Há uma ilusão que se repete todos os verões. Acreditamos que as férias são uma pausa na vida. Fechamos o computador, desligamos o telefone, saímos da cidade e dizemos: “Agora sim, vou viver.”
Mas a verdade é outra. As férias não são um intervalo da vida. São a própria vida. Talvez até sejam a vida na sua forma mais pura, quando voltamos a ter tempo para olhar, para escutar, para contemplar e para estar.
Há, no entanto, uma pergunta que vale a pena fazer. Quando fazemos as malas, levamos Deus connosco? Ou deixamo-Lo arrumado na rotina que ficou para trás? Durante o ano pedimos-Lhe ajuda para o trabalho, para as preocupações, para as doenças, para as decisões difíceis. Mas quando chega o descanso, quantas vezes nos esquecemos de que Ele continua a querer caminhar ao nosso lado?
Os Evangelhos mostram-nos um Jesus que conhecia profundamente o valor do repouso. Muitas vezes afastava-Se da multidão. Procurava o silêncio da montanha. Entrava num barco. Sentava-Se à mesa. Caminhava devagar. Não fugia da missão; apenas sabia que um coração cansado deixa de ouvir a voz do Pai. O descanso nunca foi ausência de Deus. Era precisamente o lugar onde Deus falava mais claramente.
Talvez seja por isso que tantas pessoas dizem encontrar Deus junto ao mar, numa caminhada ao nascer do sol, numa conversa longa à mesa, no riso dos filhos, no abraço de um amigo ou no silêncio de uma noite cheia de estrelas. Não porque Deus esteja mais presente nesses lugares, mas porque, finalmente, nós estamos menos distraídos.
As férias devolvem-nos também uma grande lição de humildade. Descobrimos que o mundo continua sem a nossa intervenção. Os e-mails esperam. Os negócios continuam.
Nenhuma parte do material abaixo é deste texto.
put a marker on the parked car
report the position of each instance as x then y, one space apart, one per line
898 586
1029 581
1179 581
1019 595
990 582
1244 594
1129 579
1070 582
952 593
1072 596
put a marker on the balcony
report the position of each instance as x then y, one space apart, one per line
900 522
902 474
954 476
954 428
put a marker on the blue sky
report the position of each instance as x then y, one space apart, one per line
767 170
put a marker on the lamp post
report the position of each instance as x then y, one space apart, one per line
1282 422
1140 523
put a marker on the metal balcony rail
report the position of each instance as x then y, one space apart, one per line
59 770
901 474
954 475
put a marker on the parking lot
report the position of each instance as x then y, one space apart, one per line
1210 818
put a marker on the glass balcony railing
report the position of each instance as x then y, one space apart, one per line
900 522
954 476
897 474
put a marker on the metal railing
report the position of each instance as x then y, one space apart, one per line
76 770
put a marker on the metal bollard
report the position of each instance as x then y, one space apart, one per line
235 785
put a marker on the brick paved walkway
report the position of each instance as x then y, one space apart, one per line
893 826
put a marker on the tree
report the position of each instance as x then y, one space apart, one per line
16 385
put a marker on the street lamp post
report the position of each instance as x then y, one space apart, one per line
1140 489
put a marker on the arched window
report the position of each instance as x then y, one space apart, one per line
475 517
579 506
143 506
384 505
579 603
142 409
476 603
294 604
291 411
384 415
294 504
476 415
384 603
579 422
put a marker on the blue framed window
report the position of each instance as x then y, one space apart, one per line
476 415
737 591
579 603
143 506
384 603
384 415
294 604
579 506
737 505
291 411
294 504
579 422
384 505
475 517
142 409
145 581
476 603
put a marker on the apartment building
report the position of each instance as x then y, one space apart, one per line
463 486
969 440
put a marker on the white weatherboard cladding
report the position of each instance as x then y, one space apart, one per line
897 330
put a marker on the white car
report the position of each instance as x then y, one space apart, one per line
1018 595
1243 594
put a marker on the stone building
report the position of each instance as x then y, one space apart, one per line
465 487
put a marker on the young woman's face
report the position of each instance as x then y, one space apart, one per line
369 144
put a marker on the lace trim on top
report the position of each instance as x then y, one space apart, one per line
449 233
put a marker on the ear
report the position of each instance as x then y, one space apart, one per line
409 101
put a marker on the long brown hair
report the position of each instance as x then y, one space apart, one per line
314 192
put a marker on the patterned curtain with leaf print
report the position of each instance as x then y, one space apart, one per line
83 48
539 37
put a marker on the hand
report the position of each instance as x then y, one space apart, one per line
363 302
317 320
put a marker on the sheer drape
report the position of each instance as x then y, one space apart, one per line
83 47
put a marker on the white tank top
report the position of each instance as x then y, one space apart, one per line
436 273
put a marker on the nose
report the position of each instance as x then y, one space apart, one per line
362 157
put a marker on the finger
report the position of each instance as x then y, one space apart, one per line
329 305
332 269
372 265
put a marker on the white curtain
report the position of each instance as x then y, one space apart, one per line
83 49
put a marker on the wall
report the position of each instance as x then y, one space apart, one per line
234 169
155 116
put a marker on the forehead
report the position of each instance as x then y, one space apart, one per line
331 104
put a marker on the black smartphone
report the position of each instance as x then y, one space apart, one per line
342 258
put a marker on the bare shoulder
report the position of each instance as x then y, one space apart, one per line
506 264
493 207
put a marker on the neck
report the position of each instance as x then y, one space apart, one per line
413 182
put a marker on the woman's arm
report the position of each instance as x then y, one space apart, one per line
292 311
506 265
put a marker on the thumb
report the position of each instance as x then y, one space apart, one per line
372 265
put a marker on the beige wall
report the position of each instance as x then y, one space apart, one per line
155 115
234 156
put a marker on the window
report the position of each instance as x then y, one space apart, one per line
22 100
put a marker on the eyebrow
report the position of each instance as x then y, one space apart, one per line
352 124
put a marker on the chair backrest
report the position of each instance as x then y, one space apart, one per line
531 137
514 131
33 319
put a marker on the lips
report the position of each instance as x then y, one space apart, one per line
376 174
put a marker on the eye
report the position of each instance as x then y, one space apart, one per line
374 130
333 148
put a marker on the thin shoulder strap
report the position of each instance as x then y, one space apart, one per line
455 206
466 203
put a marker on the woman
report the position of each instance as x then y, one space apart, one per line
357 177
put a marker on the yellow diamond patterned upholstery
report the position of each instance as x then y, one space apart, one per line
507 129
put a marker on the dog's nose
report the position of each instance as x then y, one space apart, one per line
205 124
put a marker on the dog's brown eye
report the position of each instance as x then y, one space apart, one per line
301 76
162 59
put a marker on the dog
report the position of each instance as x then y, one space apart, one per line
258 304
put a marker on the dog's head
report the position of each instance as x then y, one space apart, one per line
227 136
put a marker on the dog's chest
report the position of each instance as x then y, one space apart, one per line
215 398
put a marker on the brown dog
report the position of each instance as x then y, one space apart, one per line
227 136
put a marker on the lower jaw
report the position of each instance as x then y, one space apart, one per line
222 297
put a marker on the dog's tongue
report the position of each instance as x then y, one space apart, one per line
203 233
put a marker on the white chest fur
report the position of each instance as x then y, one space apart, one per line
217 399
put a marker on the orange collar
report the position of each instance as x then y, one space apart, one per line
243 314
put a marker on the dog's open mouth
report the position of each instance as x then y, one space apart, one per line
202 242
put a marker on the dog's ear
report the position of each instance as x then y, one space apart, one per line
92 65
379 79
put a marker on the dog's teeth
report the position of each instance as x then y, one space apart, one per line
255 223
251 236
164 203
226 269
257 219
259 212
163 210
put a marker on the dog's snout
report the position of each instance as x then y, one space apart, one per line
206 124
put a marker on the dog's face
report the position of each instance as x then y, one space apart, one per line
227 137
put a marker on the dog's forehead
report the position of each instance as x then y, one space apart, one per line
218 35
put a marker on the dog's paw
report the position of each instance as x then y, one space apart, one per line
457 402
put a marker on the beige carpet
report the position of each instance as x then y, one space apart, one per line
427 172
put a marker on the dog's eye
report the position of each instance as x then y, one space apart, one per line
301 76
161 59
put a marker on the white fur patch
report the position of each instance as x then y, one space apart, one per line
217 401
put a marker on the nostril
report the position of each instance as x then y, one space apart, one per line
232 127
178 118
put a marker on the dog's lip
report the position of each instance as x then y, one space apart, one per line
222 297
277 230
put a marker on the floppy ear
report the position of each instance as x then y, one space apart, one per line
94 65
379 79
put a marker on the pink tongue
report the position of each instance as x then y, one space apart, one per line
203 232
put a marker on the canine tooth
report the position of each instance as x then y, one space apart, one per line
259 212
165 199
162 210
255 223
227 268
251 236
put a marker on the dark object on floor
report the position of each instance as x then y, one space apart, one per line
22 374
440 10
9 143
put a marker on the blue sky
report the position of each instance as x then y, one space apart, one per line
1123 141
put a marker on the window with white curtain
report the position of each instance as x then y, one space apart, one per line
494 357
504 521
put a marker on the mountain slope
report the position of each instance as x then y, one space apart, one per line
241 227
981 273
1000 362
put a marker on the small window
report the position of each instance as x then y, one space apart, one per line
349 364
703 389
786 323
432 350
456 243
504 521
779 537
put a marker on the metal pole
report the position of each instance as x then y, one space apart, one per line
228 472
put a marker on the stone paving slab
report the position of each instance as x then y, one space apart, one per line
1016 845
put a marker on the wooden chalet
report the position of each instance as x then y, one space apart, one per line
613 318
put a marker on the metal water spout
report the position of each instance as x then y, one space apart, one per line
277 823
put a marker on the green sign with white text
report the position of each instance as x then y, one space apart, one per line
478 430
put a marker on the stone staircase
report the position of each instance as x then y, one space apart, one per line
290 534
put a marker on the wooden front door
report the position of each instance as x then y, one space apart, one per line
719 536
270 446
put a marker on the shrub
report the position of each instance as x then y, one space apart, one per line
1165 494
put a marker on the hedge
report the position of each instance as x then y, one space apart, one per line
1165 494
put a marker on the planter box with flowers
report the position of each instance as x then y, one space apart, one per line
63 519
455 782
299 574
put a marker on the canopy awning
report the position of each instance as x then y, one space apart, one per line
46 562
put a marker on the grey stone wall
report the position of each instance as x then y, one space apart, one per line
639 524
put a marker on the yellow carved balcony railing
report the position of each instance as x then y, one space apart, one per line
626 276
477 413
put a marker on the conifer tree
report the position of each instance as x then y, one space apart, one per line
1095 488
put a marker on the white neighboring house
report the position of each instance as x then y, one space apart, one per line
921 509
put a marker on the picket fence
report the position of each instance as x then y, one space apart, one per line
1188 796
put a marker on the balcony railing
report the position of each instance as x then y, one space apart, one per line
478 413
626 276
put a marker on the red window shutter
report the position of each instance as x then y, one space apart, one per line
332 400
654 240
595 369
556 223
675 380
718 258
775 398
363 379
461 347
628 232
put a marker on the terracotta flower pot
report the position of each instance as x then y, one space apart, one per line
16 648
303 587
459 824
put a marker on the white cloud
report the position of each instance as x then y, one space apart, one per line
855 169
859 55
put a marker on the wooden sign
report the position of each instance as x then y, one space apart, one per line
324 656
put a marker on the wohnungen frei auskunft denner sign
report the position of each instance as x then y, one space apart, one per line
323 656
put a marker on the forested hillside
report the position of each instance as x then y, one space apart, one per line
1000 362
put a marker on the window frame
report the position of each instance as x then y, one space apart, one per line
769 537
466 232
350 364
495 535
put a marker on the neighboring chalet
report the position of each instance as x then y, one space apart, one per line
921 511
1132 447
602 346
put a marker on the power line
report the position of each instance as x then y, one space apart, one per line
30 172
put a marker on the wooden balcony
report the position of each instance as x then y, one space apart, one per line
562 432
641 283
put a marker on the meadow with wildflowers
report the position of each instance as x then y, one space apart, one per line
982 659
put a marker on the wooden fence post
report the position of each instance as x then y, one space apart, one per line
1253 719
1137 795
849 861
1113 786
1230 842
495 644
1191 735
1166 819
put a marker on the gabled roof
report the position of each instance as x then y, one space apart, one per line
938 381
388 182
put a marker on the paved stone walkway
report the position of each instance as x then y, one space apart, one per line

Os mercados abrem. A vida segue. E, sem darmos conta, percebemos que nunca fomos nós a sustentar o mundo. Esse lugar pertence apenas a Deus. E isso não nos deve inquietar; deve libertar-nos.
Talvez o maior presente que possamos oferecer a Deus neste verão não seja rezar mais, mas estar mais presentes. Estar verdadeiramente com quem amamos. Comer sem pressa. Escutar sem interromper. Agradecer antes de dormir. Contemplar sem fotografar tudo. Porque quem aprende a contemplar começa, pouco a pouco, a olhar o mundo com os olhos de Deus.
Quando regressarmos, o calendário voltará a encher-se. As responsabilidades estarão à nossa espera. Haverá novos desafios, novas preocupações e novos combates. Mas seria bonito que regressássemos diferentes. Não apenas mais descansados, mas mais pacificados. Porque as melhores férias não são aquelas em que conseguimos fugir do mundo. São aquelas em que descobrimos, uma vez mais, que nunca caminhámos sozinhos.
Deus não tira férias. E talvez essa seja uma das notícias mais bonitas do verão. Enquanto nós procuramos um lugar para descansar, Ele continua à nossa espera, sentado ao nosso lado, numa esplanada qualquer da vida, disposto a fazer o que sempre fez: caminhar connosco.